Steinbrenner leckte sich die Lippen.»Du weißt ja wohl, daß die Anrede für mich ›Herr Wachtmeister‹ ist, glaube ich, was? Sag ruhig weiter ›Steinbrenner‹ und ›Du‹ zu mir… aber für jedesmal wirst du wochenlang blutige Tränen weinen, mein Liebling. Ich hab’ ja jetzt Zeit mit dir.«

Sie gingen die breite Treppe hinunter, Steiner zwischen den beiden Wächtern. Es war ein milder Abend, und die bis zum Boden reichenden Fenster der oval geschwungenen Außenwand waren weit geöffnet. Es roch nach Benzin und einer Ahnung von Frühling.

»Ich habe ja so unendlich viel Zeit mit dir«, erklärte Steinbrenner langsam und vergnügt.»Dein ganzes Leben, mein Süßer. Und unsere Namen passen so schön… Steiner und Steinbrenner. Mal sehen, was wir daraus noch machen können.«

Steiner nickte nachdenklich. Das schräg geschnittene offene Fenster wurde größer, kam heran, ganz nahe, er gab Steinbrenner einen Stoß gegen das Fenster hin, sprang gegen ihn, über ihn und stürzte mit ihm zusammen ins Leere.

»SIE KÖNNEN DAS Geld ruhig nehmen«, sagte Marill zerstört und traurig. Er hat es mir ausdrücklich für Sie beide hiergelassen. Ich sollte es Ihnen geben, wenn er nicht zurückkommt.«

Kern schüttelte den Kopf. Er war gerade angekommen und saß schmutzig und abgerissen mit Marill in der Katakombe. Von Dijon aus war er als Beifahrer und Gehilfe eines Lastwagenzuges gefahren.
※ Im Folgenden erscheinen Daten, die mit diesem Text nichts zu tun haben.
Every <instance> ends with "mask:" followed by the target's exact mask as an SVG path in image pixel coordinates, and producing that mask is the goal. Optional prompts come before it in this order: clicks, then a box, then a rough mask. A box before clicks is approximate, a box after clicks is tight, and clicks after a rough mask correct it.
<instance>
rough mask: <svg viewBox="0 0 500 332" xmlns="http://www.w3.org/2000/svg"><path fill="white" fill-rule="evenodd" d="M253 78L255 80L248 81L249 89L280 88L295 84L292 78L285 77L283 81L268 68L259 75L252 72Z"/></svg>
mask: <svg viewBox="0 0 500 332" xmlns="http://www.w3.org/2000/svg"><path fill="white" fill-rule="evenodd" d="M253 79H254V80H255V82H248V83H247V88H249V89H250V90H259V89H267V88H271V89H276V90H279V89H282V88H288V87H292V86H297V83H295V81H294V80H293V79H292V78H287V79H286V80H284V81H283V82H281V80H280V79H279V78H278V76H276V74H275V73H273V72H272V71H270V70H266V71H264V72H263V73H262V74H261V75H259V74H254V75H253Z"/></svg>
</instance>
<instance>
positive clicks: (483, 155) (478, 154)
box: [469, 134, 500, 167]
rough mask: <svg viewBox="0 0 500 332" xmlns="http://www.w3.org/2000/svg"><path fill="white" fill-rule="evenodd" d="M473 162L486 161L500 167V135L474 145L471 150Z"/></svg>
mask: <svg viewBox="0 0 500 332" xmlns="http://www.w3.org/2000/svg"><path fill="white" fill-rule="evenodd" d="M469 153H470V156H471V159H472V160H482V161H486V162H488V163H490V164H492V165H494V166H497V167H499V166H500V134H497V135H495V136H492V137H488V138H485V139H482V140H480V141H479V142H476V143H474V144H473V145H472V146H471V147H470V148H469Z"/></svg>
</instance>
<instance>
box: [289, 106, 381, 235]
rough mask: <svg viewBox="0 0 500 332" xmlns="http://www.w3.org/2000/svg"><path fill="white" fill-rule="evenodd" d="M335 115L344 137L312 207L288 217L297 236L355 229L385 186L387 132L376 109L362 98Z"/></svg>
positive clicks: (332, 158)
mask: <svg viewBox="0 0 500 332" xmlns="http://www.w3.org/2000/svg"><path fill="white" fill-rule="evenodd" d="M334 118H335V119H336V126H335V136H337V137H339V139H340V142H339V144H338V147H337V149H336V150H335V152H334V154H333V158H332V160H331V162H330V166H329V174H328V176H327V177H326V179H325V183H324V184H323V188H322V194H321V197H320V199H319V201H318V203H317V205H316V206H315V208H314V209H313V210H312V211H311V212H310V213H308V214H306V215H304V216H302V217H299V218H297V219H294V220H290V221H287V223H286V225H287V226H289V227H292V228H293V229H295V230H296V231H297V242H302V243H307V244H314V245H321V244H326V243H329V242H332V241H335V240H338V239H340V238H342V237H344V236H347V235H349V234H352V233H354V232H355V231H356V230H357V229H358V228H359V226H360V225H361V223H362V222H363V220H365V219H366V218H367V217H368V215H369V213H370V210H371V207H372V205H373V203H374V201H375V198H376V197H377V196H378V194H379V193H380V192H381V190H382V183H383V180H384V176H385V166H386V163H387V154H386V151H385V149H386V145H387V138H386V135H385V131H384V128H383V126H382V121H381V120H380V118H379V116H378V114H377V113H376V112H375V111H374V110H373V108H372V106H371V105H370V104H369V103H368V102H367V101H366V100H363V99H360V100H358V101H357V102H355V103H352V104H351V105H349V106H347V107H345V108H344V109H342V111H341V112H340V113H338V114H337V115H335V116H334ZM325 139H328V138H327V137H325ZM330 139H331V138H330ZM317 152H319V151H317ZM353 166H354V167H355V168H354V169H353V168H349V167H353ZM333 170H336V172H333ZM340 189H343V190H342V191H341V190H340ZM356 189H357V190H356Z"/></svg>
»Er kommt wieder«, sagte er.»Steiner kommt wieder.«

»Er kommt nicht wieder!«erwiderte Marill heftig.»Herrgott, machen Sie es einem doch nicht noch schwerer mit Ihrem dauernden: er kommt wieder! Er kommt nicht wieder! Hier, lesen Sie das!«

Er zog ein zerknittertes Telegramm aus der Tasche und warf es auf den Tisch. Kern nahm es und glättete es. Es war aus Berlin und an die Wirtin des Verdun gerichtet.»Herzliche Wünsche zum Geburtstag, Otto«, las er.